I'd like to dig into this some more when I have time. I suspect a better fix may be to impose a max length on all reference sequences (at the moment there is only a max length for genes), which would result in that huge sequence getting removed.

Hi Martin. Agreed - fixing in Ariba would be the best way, else we will be effectively forcing users to manually compile cdhit whenever they want to install Ariba and use CARD. To fix the problem at hand it looks like we just need a length check in the _get_from_card method (ref_genes_getter.py). The length to check could be overridden by cmd-line arg if necessary. Removed sequences can be shown in the getref log. I can do the the change unless you want to check it out a bit more?

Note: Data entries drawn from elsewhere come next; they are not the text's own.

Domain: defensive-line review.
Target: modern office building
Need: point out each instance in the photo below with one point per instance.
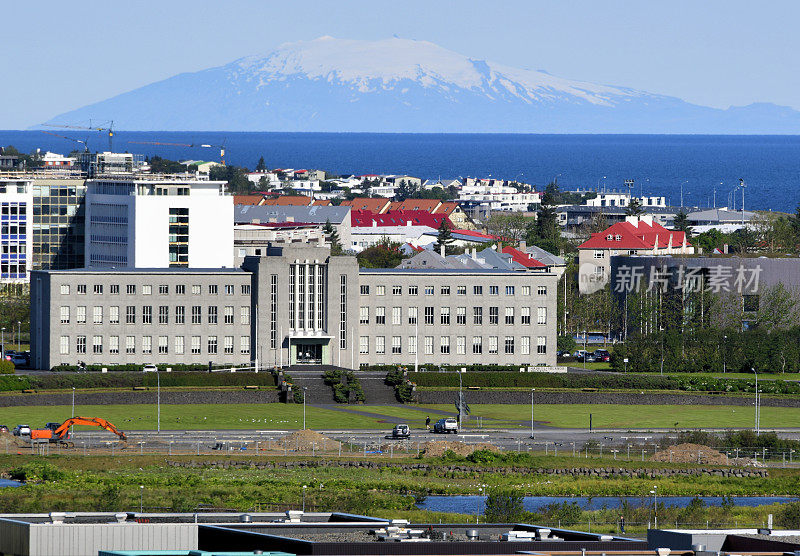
(151, 221)
(16, 230)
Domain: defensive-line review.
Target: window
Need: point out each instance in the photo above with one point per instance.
(428, 315)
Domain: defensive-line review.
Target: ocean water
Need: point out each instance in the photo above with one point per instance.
(706, 167)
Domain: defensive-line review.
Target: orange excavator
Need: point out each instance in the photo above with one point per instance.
(59, 433)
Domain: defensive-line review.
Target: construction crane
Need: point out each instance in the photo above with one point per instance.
(189, 145)
(58, 433)
(109, 129)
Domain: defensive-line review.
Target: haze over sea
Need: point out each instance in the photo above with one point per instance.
(659, 164)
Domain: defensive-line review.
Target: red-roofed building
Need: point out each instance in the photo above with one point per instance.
(635, 236)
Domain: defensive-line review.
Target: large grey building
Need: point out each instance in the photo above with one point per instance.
(295, 305)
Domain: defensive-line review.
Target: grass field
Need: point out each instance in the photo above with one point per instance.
(282, 417)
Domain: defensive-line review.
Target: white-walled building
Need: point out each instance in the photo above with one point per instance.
(158, 222)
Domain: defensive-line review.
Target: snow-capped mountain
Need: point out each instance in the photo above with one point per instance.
(399, 85)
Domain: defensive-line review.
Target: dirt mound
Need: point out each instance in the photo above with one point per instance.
(308, 440)
(691, 453)
(438, 447)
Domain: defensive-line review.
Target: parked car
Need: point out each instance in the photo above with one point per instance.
(448, 425)
(401, 431)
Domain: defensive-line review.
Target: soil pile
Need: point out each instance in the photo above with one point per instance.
(437, 448)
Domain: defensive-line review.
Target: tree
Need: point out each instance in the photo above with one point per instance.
(445, 237)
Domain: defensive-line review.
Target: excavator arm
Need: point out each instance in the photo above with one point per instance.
(61, 431)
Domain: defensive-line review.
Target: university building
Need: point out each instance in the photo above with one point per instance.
(294, 305)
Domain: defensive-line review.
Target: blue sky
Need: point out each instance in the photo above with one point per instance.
(61, 56)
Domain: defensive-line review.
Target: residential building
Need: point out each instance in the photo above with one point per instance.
(635, 236)
(151, 221)
(16, 230)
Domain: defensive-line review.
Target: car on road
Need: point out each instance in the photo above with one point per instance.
(401, 431)
(447, 425)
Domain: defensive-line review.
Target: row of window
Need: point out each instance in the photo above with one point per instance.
(146, 346)
(444, 347)
(445, 290)
(163, 315)
(162, 289)
(509, 316)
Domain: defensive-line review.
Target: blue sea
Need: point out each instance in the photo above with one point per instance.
(708, 167)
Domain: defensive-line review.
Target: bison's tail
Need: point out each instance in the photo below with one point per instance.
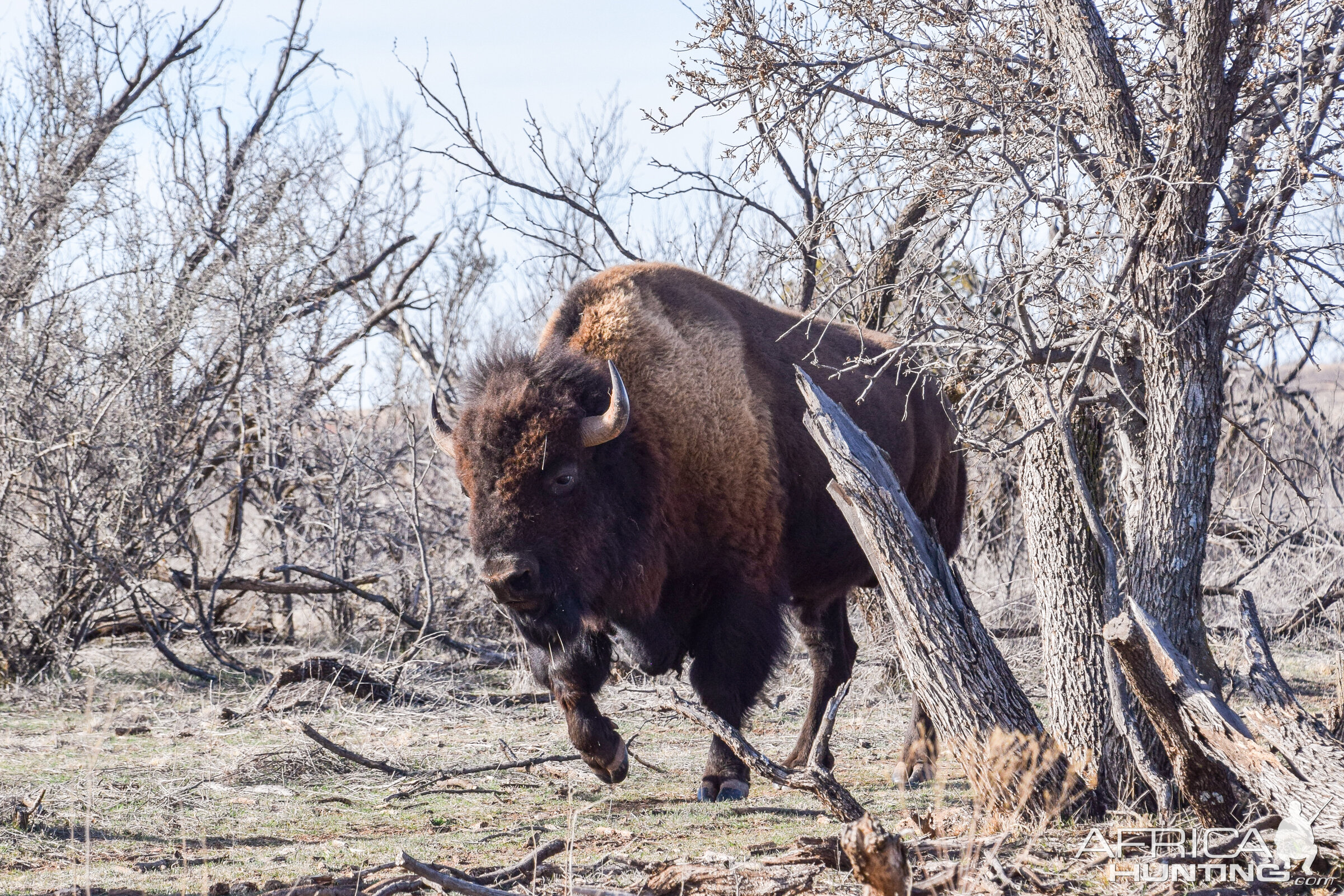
(948, 507)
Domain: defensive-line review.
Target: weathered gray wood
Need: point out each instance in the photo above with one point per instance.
(953, 664)
(1217, 759)
(812, 778)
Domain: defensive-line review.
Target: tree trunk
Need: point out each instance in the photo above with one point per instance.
(1067, 574)
(955, 667)
(1183, 383)
(1220, 766)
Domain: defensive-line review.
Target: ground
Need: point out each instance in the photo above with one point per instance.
(257, 801)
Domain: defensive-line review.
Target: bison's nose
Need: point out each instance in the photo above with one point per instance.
(514, 578)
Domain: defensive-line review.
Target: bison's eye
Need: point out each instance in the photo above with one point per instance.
(563, 480)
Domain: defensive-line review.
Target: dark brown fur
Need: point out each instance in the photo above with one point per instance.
(691, 533)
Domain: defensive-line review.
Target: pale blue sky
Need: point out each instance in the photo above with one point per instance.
(554, 55)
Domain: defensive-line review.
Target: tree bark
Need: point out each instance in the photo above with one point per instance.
(1220, 765)
(1067, 575)
(1183, 383)
(962, 679)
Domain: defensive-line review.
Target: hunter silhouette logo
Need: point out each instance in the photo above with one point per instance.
(1295, 840)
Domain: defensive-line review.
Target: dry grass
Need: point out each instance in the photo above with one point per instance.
(261, 802)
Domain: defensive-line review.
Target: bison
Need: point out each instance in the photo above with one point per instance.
(644, 477)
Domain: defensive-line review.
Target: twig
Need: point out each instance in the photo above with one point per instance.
(354, 757)
(502, 766)
(353, 680)
(815, 780)
(528, 863)
(636, 758)
(486, 655)
(1308, 614)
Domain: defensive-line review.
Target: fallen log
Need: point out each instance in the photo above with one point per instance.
(1218, 763)
(351, 755)
(952, 661)
(182, 581)
(484, 655)
(746, 879)
(814, 778)
(879, 859)
(358, 683)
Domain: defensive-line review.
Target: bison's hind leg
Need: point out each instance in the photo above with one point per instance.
(831, 647)
(736, 647)
(920, 753)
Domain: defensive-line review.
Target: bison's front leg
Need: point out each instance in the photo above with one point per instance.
(575, 675)
(736, 648)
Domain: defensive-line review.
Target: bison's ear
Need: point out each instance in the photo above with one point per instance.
(609, 425)
(441, 432)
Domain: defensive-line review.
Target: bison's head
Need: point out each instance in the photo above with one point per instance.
(554, 489)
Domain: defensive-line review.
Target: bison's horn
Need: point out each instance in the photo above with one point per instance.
(606, 428)
(441, 432)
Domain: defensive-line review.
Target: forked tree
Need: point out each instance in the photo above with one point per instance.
(1082, 217)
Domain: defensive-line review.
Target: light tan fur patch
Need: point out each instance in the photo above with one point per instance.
(687, 378)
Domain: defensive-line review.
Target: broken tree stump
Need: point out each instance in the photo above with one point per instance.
(878, 859)
(1220, 765)
(952, 661)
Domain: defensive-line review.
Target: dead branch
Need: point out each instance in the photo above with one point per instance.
(358, 683)
(958, 669)
(812, 778)
(525, 866)
(1305, 615)
(1011, 633)
(436, 774)
(447, 881)
(483, 655)
(879, 859)
(745, 879)
(1217, 760)
(182, 581)
(350, 754)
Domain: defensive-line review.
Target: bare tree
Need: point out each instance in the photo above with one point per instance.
(1085, 222)
(203, 331)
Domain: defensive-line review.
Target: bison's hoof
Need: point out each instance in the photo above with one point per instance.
(615, 772)
(733, 789)
(921, 773)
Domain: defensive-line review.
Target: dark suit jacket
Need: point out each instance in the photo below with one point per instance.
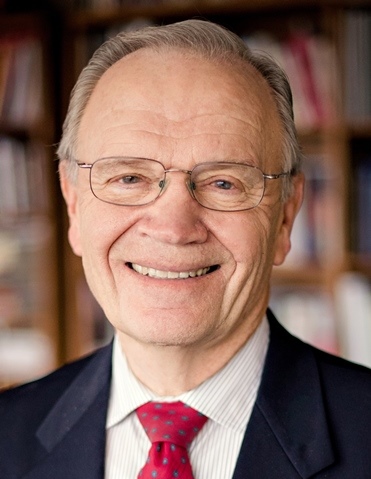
(312, 419)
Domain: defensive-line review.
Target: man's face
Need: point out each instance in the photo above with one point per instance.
(181, 110)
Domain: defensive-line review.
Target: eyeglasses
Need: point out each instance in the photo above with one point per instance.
(220, 186)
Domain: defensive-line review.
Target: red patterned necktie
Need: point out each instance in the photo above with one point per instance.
(171, 427)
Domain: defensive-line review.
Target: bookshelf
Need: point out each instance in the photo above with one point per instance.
(324, 46)
(29, 321)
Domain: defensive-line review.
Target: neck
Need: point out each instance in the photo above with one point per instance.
(173, 370)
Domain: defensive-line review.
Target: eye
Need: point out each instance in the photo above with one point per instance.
(223, 184)
(130, 179)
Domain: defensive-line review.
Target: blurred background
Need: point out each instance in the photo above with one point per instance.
(322, 293)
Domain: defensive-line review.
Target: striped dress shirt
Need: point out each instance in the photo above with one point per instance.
(227, 399)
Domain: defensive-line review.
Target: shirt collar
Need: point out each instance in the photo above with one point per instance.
(226, 398)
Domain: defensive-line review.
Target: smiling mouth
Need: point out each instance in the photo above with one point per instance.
(156, 273)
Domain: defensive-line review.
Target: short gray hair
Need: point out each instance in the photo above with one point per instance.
(207, 39)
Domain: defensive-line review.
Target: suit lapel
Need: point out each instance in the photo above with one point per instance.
(73, 434)
(287, 435)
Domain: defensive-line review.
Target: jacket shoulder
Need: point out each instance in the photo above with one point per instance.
(26, 405)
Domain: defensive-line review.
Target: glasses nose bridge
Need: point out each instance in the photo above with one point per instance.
(179, 170)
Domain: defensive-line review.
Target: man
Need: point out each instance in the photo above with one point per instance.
(181, 173)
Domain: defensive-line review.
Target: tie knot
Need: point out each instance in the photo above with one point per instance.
(173, 422)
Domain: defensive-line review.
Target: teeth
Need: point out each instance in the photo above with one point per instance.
(156, 273)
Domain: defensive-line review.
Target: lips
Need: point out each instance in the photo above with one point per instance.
(160, 274)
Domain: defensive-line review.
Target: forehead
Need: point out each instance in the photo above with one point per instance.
(181, 96)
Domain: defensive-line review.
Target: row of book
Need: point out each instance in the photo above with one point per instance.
(316, 236)
(311, 65)
(21, 85)
(339, 323)
(23, 178)
(26, 351)
(357, 58)
(104, 4)
(361, 206)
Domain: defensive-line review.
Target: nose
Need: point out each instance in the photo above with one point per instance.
(175, 217)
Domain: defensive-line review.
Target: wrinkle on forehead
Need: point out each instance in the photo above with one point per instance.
(182, 99)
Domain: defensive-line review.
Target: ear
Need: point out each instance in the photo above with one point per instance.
(69, 191)
(290, 209)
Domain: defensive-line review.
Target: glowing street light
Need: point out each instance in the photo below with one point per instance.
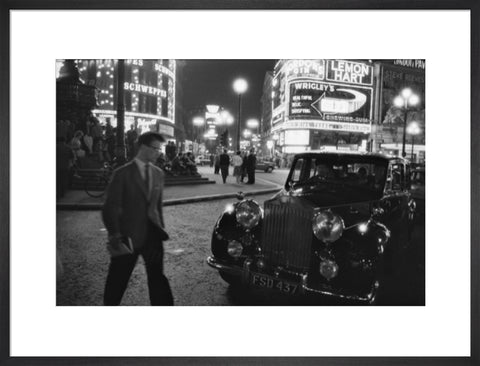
(252, 123)
(240, 86)
(413, 129)
(404, 100)
(198, 122)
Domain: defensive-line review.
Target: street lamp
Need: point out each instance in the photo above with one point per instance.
(239, 86)
(413, 129)
(197, 123)
(404, 100)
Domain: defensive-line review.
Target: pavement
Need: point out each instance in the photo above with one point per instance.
(174, 195)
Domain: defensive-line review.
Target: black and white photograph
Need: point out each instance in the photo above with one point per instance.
(239, 183)
(258, 182)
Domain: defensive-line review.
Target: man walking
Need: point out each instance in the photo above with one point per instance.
(224, 162)
(251, 165)
(133, 216)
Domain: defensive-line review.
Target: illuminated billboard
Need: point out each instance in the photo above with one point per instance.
(329, 102)
(149, 92)
(336, 94)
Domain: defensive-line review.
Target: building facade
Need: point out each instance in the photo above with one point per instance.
(332, 104)
(149, 89)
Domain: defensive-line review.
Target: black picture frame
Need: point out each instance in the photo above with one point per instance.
(7, 6)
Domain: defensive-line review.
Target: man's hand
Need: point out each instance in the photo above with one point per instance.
(114, 240)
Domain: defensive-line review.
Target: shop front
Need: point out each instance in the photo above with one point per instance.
(322, 105)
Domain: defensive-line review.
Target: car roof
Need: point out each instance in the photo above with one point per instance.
(340, 154)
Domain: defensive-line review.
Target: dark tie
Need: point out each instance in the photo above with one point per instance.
(147, 177)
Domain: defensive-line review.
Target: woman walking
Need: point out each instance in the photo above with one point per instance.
(237, 162)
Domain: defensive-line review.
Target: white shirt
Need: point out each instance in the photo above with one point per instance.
(237, 160)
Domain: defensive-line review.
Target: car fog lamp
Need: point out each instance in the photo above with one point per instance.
(328, 269)
(363, 228)
(234, 249)
(383, 236)
(248, 214)
(229, 208)
(327, 226)
(260, 263)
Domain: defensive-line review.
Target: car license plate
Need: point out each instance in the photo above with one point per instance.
(265, 281)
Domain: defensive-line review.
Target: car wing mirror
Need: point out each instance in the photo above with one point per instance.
(240, 196)
(377, 211)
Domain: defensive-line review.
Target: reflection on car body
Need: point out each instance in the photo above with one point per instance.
(265, 165)
(330, 230)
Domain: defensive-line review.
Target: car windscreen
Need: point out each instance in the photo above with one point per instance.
(352, 172)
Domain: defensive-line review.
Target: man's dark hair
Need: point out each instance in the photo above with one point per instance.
(148, 137)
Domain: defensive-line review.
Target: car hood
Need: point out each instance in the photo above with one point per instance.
(352, 212)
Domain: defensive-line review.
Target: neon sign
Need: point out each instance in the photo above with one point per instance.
(164, 70)
(146, 89)
(329, 101)
(349, 72)
(305, 68)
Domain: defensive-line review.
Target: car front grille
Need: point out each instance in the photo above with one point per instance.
(287, 235)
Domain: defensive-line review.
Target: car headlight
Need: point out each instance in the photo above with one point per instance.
(248, 213)
(327, 226)
(234, 248)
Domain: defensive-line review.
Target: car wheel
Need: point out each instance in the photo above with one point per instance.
(233, 281)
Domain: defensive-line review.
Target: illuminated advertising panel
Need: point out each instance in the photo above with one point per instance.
(310, 99)
(304, 68)
(350, 72)
(149, 91)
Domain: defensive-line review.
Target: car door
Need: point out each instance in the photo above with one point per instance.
(395, 200)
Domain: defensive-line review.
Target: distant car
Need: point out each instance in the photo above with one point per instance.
(202, 160)
(266, 166)
(417, 177)
(339, 222)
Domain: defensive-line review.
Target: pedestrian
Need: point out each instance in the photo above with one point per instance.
(87, 143)
(237, 162)
(133, 216)
(251, 165)
(131, 137)
(244, 166)
(216, 163)
(76, 145)
(96, 133)
(64, 163)
(224, 162)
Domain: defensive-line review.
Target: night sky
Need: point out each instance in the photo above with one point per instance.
(211, 82)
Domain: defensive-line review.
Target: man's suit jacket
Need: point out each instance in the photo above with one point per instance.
(127, 208)
(251, 162)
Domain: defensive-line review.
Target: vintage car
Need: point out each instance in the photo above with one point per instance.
(265, 165)
(337, 223)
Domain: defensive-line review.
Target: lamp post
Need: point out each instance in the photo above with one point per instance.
(197, 123)
(404, 100)
(239, 86)
(120, 151)
(413, 129)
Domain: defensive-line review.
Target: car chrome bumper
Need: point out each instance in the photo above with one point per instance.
(244, 273)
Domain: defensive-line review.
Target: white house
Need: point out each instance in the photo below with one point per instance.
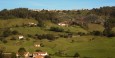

@fmaguire - thanks for referencing that issue. Good to know CARD are aware.

@kpepper - sounds like a good plan, great if you can do it. I think the cutoff should be applied when prepareref is run, that way it covers everything. This already happens for genes (see https://github.com/sanger-pathogens/ariba/blob/master/ariba/reference_data.py#L28)

I'm guessing same default as the genes would work: 10k? Maybe worth checking the lengths of the non coding seqs in the datasets like CARD etc?

This has been fixed in CARD now. However, release v2.1.4.3 includes two new prepareref arguments that can be used to filter on the length of non-coding sequences so should we have a similar thing happen again, it can be bypassed by adjusting the filtering accordingly. The new arguments are called: --min_noncoding_length and --max_noncoding_length. We can already filter on gene lengths using --min_gene_length and --max_gene_length. Any filtered non-coding sequences will be shown in a new prepareref log file called 01.filter.check_noncoding.log.